Hamburg. Handelskammer-Präsidium findet nach langer Suche neue Hauptgeschäftsführerin. Diese hatte ihren bisherigen Job frühzeitig verloren.
Die Handelskammer Hamburg hat eine neue Hauptgeschäftsführerin. Nach Informationen des Abendblatts hat sich das Präsidium der Kammer in einer Sondersitzung am Montagmittag auf die Anstellung von Christi Degen verständigt. Degen soll den Posten im Dezember übernehmen.
Sie war bis Ende April Hauptgeschäftsführerin der Industrie- und Handelskammer Oberfranken in Bayreuth, bis sie dort überraschend gehen musste. Eine offizielle Bestätigung der Personalie gab es nicht. Nach Informationen des Abendblatts soll Degen aber heute offiziell benannt werden. Sie übernimmt die Nachfolge des langjährigen Kammer-Chefs Hans-Jörg Schmidt-Trenz, von dem sich die neue Führung nach den Plenarwahlen im Mai getrennt hat.
Degen bekommt viel weniger Geld
Schmidt-Trenz war sein hohes Gehalt von 500.000 Euro im Jahr vorgehalten worden. Zudem verkörperte er die „alte“ Kammer, von der sich die neuen Machthaber der Wahlgruppe „Die Kammer sind Wir!“ lösen wollen. Christi Degen soll deutlich weniger Geld bekommen als Schmidt-Trenz. Das Gehalt soll sich am Jahresverdienst eines Wirtschaftssenators inklusive Pensionsansprüchen orientieren. Zuletzt stand ein Gehalt von 150.000 bis 180.000 Euro im Raum.
Früheren Angaben zufolge spricht Degen fließend Englisch, Spanisch und Französisch. Ihre berufliche Karriere begann die 52 Jahre alte Rheinländerin 1991 als wissenschaftliche Mitarbeiterin der Uni Köln. Anschließend leitete sie das Zentrum für Internationale Beziehungen an der Wirtschafts- und Sozialwissenschaftlichen Fakultät der Uni.
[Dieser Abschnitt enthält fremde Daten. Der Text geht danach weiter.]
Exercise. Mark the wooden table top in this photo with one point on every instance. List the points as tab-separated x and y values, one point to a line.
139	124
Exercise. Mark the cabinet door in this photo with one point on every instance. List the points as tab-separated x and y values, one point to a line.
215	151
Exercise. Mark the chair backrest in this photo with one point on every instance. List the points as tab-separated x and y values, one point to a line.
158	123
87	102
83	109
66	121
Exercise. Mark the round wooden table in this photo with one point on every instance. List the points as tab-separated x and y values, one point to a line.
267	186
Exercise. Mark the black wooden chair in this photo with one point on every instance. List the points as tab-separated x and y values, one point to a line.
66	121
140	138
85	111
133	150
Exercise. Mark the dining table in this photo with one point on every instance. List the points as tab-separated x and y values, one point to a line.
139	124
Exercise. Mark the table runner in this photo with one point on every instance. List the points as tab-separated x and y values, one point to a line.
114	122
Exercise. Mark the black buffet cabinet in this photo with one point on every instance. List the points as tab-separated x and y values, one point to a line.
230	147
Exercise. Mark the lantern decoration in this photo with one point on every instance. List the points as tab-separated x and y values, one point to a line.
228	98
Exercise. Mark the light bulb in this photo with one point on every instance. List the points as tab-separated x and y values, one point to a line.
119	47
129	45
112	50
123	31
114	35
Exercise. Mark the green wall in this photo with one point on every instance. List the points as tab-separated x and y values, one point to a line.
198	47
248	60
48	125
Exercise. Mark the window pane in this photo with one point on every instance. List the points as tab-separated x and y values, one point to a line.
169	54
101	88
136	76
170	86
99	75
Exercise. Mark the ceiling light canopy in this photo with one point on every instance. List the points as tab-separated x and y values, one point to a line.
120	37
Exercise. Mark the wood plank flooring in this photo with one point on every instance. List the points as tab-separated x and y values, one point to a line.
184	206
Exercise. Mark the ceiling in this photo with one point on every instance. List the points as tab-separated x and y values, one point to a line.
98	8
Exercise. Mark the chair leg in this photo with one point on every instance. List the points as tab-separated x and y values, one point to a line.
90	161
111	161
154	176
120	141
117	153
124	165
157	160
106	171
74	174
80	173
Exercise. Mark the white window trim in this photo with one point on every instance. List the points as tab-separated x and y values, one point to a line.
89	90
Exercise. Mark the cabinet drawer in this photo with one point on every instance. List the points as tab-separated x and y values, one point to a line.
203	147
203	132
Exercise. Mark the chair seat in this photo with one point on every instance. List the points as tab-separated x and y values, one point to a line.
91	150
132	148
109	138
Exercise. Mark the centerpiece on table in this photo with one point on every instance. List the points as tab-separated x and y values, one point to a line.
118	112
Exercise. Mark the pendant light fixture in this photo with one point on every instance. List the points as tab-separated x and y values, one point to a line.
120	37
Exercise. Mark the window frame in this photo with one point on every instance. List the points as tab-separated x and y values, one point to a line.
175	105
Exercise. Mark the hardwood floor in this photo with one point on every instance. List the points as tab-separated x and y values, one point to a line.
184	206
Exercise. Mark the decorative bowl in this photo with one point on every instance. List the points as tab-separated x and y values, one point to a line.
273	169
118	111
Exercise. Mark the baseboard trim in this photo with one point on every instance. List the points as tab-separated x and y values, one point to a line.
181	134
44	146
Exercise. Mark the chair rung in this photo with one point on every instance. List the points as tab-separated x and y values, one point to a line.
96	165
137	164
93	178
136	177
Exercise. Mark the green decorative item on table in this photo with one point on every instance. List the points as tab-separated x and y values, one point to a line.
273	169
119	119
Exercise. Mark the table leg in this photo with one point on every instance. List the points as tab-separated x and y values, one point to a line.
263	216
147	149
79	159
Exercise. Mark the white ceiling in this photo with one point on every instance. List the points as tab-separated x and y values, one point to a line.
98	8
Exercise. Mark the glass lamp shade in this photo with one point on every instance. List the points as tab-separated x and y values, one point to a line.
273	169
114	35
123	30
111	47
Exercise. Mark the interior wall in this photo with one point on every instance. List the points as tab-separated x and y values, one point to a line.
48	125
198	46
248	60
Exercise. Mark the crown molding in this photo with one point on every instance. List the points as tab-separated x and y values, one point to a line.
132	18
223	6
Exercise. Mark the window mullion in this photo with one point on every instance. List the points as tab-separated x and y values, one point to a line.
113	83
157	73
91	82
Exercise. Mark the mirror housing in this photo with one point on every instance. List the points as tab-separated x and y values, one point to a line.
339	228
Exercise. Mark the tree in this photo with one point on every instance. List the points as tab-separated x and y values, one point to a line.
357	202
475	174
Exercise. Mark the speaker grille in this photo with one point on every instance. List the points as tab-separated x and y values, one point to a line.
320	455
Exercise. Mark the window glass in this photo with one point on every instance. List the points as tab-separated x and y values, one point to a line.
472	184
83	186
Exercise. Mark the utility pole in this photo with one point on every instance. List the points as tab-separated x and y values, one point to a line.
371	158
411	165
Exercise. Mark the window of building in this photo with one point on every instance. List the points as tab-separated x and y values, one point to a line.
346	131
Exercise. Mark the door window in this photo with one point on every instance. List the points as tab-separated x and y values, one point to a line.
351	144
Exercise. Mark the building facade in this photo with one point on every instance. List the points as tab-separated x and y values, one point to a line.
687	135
Ab 2010 war sie drei Jahre lang Geschäftsführerin bei der IHK Köln, danach Geschäftsführerin der F.A.Z. Executive School in Frankfurt. Am 1. August 2014 übernahm Degen die Geschäftsführung der IHK Oberfranken.
Ihren bisherigen Job hat die neue Chefin vorzeitig verloren
Allerdings nicht für lange: Im April dieses Jahres trennte sich die IHK von ihr. Wie sie selbst Medien gegenüber sagte, kam die Abberufung überraschend. Ihr Vertrag wäre noch bis 2019 gelaufen. Ein Treppenwitz der Geschichte ist, dass Degen wie auch Schmidt-Trenz ihre Posten unmittelbar nach Kammerwahlen verloren haben. Offenbar gefiel dem neuen Präsidium in Bayreuth Degens Kurs nicht, der sich zum Teil mit den Vorstellungen der Rebellen in der Hamburger Kammer um Präses Tobias Bergmann deckt.
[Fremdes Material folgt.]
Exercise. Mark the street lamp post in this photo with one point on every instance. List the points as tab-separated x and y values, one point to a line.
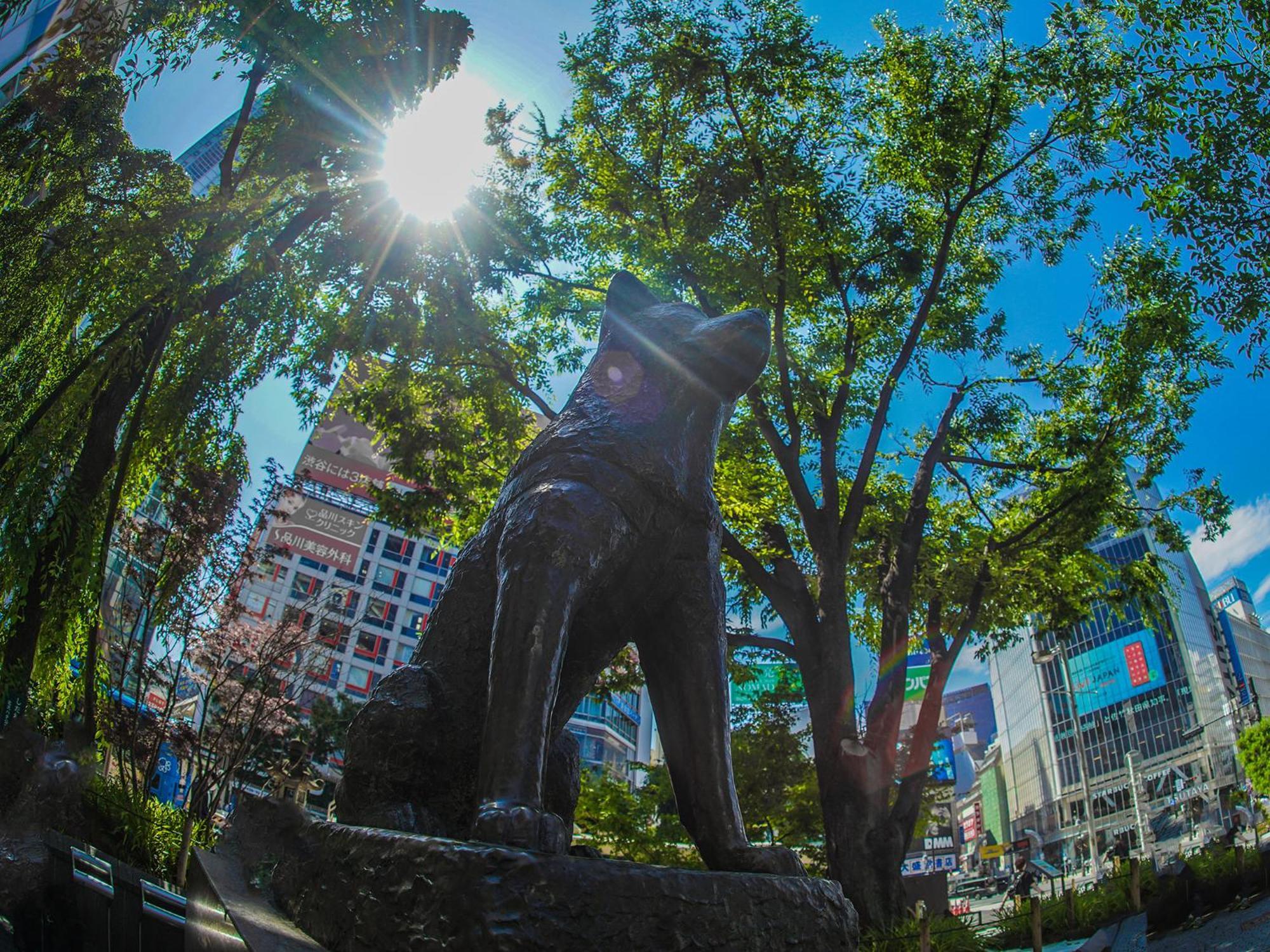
1041	657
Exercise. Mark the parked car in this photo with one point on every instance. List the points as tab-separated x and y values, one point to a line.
976	888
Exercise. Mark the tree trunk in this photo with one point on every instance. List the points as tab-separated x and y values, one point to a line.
866	849
84	487
187	838
864	846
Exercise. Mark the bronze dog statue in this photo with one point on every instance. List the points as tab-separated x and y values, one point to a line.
606	532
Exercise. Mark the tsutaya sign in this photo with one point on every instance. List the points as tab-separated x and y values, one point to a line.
319	531
918	677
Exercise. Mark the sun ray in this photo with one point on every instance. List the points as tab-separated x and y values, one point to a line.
435	155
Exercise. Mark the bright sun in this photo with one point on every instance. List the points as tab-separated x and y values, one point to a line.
436	154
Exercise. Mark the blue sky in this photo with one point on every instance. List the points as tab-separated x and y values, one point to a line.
516	53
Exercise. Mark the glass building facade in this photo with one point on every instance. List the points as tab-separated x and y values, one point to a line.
1153	709
1247	642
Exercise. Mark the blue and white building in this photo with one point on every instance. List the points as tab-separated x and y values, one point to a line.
1156	710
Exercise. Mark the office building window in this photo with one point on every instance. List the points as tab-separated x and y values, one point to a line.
425	590
304	586
389	581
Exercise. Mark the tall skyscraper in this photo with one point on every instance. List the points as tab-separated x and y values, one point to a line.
378	585
35	32
203	161
1154	709
1247	642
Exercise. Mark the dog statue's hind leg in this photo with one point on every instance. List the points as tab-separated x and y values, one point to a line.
683	657
557	540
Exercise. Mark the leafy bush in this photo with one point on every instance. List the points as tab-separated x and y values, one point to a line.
140	830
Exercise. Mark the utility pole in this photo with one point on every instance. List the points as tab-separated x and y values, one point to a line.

Dem „Nordbayerischen Kurier“ sagte Degen, dass sie die IHK modernisieren und mehr auf Unternehmernutzen und Kundenorientierung ausrichten wollte. Dabei wollte sie die Wirtschaftsvertretung auf weniger Themen konzentrieren, aber mehr der insgesamt knapp 50.000 Mitglieder der IHK Oberfranken ansprechen.
Für das Präsidium der Handelskammer Hamburg endet mit der Bestellung von Degen eine monatelange Suche, die nicht ohne Pannen abgelaufen war: Zunächst wollte Präses Bergmann bereits Anfang Oktober einen Nachfolger für Schmidt-Trenz präsentieren. Dann hieß es November – auch das klappte nicht, weil der Kandidat plötzlich absprang, auf den man sich verständigt hatte. Nun soll das Plenum in seiner Sitzung am 8. Dezember die Anstellung von Degen formal beschließen. Doch auch um ihre Berufung hat es innerhalb des Präsidiums bis zum Schluss Streit gegeben. Denn noch am Wochenende hatte ein anderer Bewerber als Sieger gegolten.
Kammermitarbeiter verunsichert
Beruflich erwartet Degen ein schwerer Job, denn die Kammer steckt in einem tiefgreifenden Strukturwandel, den Degen künftig vorantreiben muss: Die geplante Reform der IHK Nord oder der Austritt aus derselben, die in den vergangenen Tagen für Schlagzeilen sorgten, sind dabei nur ein Thema. Das Präsidium um Bergmann will die Aufgaben der Kammer entflechten und ihr öffentliches Auftreten reduzieren. Schließlich soll sich die Arbeit der Kammer einmal selbst finanziell tragen, sodass die Pflichtbeiträge der Mitglieder abgeschafft werden können.
Als eine ihrer ersten Aufgaben wird sich Degen mit den rund 260 Beschäftigten der Kammer befassen müssen. Viele von ihnen haben den Weggang von Schmidt-Trenz als Verlust empfunden. Zudem sind die Kammermitarbeiter verunsichert, weil sie nicht wissen, wie viele Arbeitsplätze Bergmanns Strukturreform kosten wird.
Wind hat sich gedreht
Wohin der neue Kurs der Handelskammer führt, kann Degen schon am kommenden Freitag beobachten: Dann wird der Bundesverband für freie Kammern (Bffk) erstmals in der Handelskammer auftreten und den Mitgliedern des Plenums ein Fortbildungsseminar anbieten. Worum es geht, ist klar: Der Bffk ist ein Zusammenschluss von kleineren Betrieben und Freiberuflern, die die Zwangsmitgliedschaft in Kammern ablehnen. In der Vergangenheit war der Bffk noch so etwas wie das Feindbild der Handelskammer Hamburg. Daran sieht man, wie sich der Wind in der Wirtschaftsvertretung der Hansestadt seit den Wahlen zum Plenum in diesem Frühjahr gedreht hat.